Independent correlates of ADM gene expression were sex, BMI, age, and smoking, which all together explained 7.5% of the variability of expression. Independent correlates of plasma MR-pro-ADM were age, BMI, smoking, sex, hypertension, and diabetes mellitus, which all together explained 45.8% of the variability of plasma levels. The correlation between monocyte ADM gene expression and plasma MR-pro-ADM levels was relatively modest (r=0.13 after adjustment for risk factors).
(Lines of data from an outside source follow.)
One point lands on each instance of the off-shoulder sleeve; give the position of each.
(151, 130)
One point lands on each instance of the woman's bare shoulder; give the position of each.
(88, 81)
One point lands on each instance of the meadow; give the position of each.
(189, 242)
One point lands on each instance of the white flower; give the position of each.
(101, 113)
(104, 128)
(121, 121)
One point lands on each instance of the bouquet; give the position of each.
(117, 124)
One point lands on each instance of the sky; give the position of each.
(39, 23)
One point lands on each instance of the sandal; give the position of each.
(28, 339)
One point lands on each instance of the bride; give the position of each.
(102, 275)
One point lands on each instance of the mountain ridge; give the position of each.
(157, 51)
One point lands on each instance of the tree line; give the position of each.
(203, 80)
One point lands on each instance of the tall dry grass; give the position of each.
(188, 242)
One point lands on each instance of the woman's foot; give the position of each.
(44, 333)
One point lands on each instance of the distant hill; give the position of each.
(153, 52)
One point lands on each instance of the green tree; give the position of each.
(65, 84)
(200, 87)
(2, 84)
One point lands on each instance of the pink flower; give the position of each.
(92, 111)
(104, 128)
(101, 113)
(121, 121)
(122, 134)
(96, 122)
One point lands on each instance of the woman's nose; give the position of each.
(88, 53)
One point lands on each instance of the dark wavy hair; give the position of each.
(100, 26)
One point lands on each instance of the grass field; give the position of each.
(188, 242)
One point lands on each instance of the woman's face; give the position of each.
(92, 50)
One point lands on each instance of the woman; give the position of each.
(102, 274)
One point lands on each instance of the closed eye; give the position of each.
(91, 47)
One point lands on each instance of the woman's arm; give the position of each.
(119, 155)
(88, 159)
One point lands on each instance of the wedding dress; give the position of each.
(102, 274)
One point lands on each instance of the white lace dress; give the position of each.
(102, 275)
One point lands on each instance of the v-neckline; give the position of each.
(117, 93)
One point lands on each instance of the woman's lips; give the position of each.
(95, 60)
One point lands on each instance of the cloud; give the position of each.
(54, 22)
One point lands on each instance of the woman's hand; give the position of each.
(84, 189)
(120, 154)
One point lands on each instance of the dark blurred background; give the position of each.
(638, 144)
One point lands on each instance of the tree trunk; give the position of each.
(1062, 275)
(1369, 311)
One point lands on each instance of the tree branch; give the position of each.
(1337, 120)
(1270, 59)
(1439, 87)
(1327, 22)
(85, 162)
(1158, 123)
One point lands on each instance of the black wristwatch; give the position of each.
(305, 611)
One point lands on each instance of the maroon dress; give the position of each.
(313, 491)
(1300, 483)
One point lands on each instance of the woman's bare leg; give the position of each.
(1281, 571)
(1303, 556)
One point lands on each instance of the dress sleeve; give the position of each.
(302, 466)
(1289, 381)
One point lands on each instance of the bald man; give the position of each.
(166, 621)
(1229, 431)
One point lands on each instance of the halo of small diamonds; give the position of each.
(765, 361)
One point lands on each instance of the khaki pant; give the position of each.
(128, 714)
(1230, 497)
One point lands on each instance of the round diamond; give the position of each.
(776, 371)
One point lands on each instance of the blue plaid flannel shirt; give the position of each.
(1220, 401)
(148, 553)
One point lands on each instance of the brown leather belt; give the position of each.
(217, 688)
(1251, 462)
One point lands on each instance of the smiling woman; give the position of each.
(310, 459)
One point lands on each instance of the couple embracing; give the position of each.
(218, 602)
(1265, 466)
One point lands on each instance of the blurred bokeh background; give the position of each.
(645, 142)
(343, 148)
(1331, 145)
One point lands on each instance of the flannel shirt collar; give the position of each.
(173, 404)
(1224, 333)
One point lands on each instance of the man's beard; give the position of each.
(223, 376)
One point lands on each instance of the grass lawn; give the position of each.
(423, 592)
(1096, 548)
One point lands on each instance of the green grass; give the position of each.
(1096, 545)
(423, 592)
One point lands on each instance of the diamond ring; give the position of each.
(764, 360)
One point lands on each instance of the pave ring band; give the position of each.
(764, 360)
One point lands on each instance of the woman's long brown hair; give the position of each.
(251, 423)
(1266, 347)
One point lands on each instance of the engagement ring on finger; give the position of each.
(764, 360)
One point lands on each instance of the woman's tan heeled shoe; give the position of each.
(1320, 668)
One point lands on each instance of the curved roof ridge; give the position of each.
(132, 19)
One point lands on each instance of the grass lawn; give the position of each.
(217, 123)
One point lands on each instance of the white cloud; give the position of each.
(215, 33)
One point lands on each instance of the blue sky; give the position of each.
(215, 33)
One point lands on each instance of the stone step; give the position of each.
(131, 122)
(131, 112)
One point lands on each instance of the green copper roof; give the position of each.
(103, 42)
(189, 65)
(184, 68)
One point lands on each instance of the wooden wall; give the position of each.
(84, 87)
GWAS of ADM Gene Expression
The GWAS of ADM gene expression was performed in 1372 individuals. At a genome-wide significance level, 31 SNPs were associated with ADM gene expression (herein referred to as eSNPs), all located on chromosome 11p15 in a 609-kb region overlapping the SBF2 and ADM genes (Figure 1). The lead eSNP rs11042717 was located in an intron of SBF2, 23 kb upstream from the transcription start site of the ADM gene. The minor allele C frequency (0.45) was associated with increased ADM gene expression in a codominant fashion (P=2.36×10−12). After conditioning on rs11042717, no other SNP was significantly associated with ADM expression. Imputation analysis did not reveal any stronger hit than rs11042717. The rs11042717 effect was independent of cardiovascular risk factors and accounted for 3.2% of ADM expression variability. We looked for potential interaction of genotype with age, sex, BMI, or smoking but none reached statistical significance. None of the ADM-associated SNPs were associated with SBF2 expression (P>0.55), and SBF2 expression did not correlate to ADM expression (P=0.35).
Figure 1.
Regional association plot of monocyte ADM gene expression with single nucleotide polymorphisms (SNPs) of the 11p15 locus encompassing the SBF2 and ADM genes. The left vertical axis shows the P value (−log10) of association, the right vertical axis shows the recombination rate in the region (cM/Mb). The best SNPs associated with ADM gene expression (eSNPs) is shown by a red diamond. Other eSNPs significantly associated with the expression are shown by squares whose color goes from deep red to light pink according to decreasing linkage disequilibrium (r2) with the best eSNP.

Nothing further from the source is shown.